The other issue that does seem to cut through with voters is Starmer’s legal work defending terrorists and terror suspects. The most high-profile example of this is when he gave legal advice to the Islamist group Hizb ut-Tahrir in 2008 as they tried to overturn the German government’s decision to ban their activities. The group was proscribed as a terrorist organization in the UK in January after members were seen chanting “Jihad” at a pro-Gaza demonstration.

Sunak took the opportunity to attack Starmer, saying at the time: “I know that he does not like talking about them because they have been a client, but when I see a group chanting ‘jihad’ on our streets, I ban them; he invoices them.”

Starmer told a British newspaper in March: “In the legal world, particularly if you’re doing criminal law, you represent people you don’t agree with. You know how it works in our legal system – it is very important that everybody is represented.” He also said: “I was chief prosecutor for five years. I prosecuted with my team nearly a million cases a year, including terrorists, murderers and drug dealers.”

However tame all this might sound written down, it is extraordinary that the prime minister is accusing the person most likely to succeed him of being a terrorist sympathizer who cannot be trusted with national security.

It is remarkable that the legal career of Britain’s former chief prosecutor – for which he received a Knighthood – is being used as evidence that he is soft on terrorists.

However, politics, as the saying goes, is a contact sport. Conservative campaigners are quick to say that Starmer made a virtue of his legal career, so it’s fair game. They say that he cynically stood by Corbyn, knowing exactly who Corbyn was and what he stood for.
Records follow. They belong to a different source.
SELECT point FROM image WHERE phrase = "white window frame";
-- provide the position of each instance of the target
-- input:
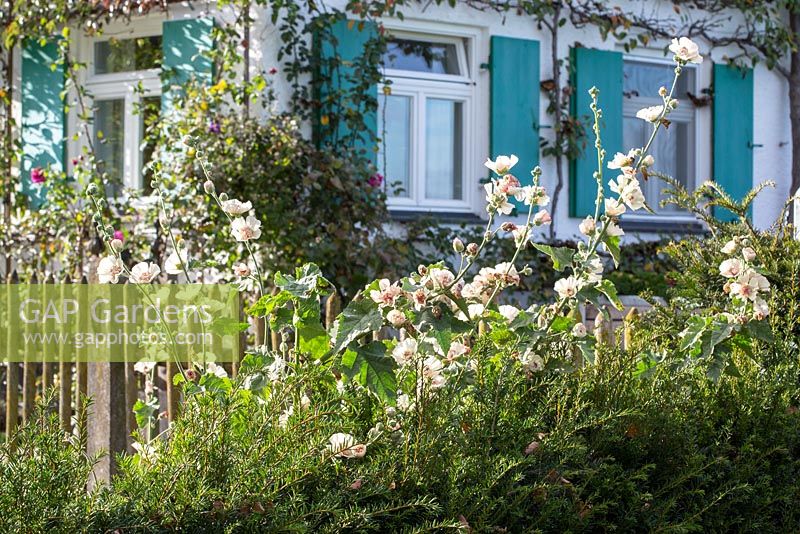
(123, 86)
(421, 85)
(684, 113)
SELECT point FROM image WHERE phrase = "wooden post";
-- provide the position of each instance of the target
(65, 372)
(28, 376)
(12, 371)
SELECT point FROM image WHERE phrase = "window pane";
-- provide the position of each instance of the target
(124, 55)
(109, 141)
(644, 79)
(443, 157)
(149, 112)
(671, 150)
(394, 124)
(420, 56)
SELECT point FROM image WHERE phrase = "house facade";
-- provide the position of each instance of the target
(461, 85)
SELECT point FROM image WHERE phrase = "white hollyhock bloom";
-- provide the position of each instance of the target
(542, 217)
(508, 312)
(760, 309)
(614, 208)
(176, 262)
(405, 351)
(246, 229)
(234, 207)
(620, 160)
(144, 272)
(686, 50)
(579, 330)
(613, 229)
(748, 253)
(650, 114)
(217, 370)
(587, 226)
(730, 247)
(567, 287)
(502, 164)
(109, 269)
(730, 268)
(633, 197)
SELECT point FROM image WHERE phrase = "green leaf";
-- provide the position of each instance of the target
(561, 256)
(358, 318)
(612, 246)
(607, 288)
(372, 368)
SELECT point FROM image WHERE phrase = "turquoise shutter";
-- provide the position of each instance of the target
(602, 69)
(514, 105)
(185, 47)
(347, 40)
(733, 133)
(43, 131)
“We will hit back at Sunak, but will have to be careful at how we do it. The public are sick of politics as a game we we will avoid being negative,” the adviser said. “You might see more directly aimed at the PM, but it won’t always have our paw prints on it.”

This is where Sunak’s all-out attack strategy risks backfiring. People across the political spectrum have noticed he is looking increasingly tetchy when questioned in public. A supporter of Sunak said: “He is working very hard and everything is still going wrong. He is just not used to that.”

A Labour source said: “He cannot handle us making fun of him when he says ridiculous things. Like when he says he is the right man for new ideas and change, like he hasn’t been a senior politician for years. It’s just ridiculous and it clearly winds him up when we point it out.”

No one knows for sure when the election campaign proper will start. Until then, Britain is braced for months of mudslinging between Sunak and Starmer. It might all be moderately entertaining for people who like this sort of thing, but it’s unclear how a bitter and nasty election campaign helps a country that has felt in limbo and horribly divided for the best part of three years.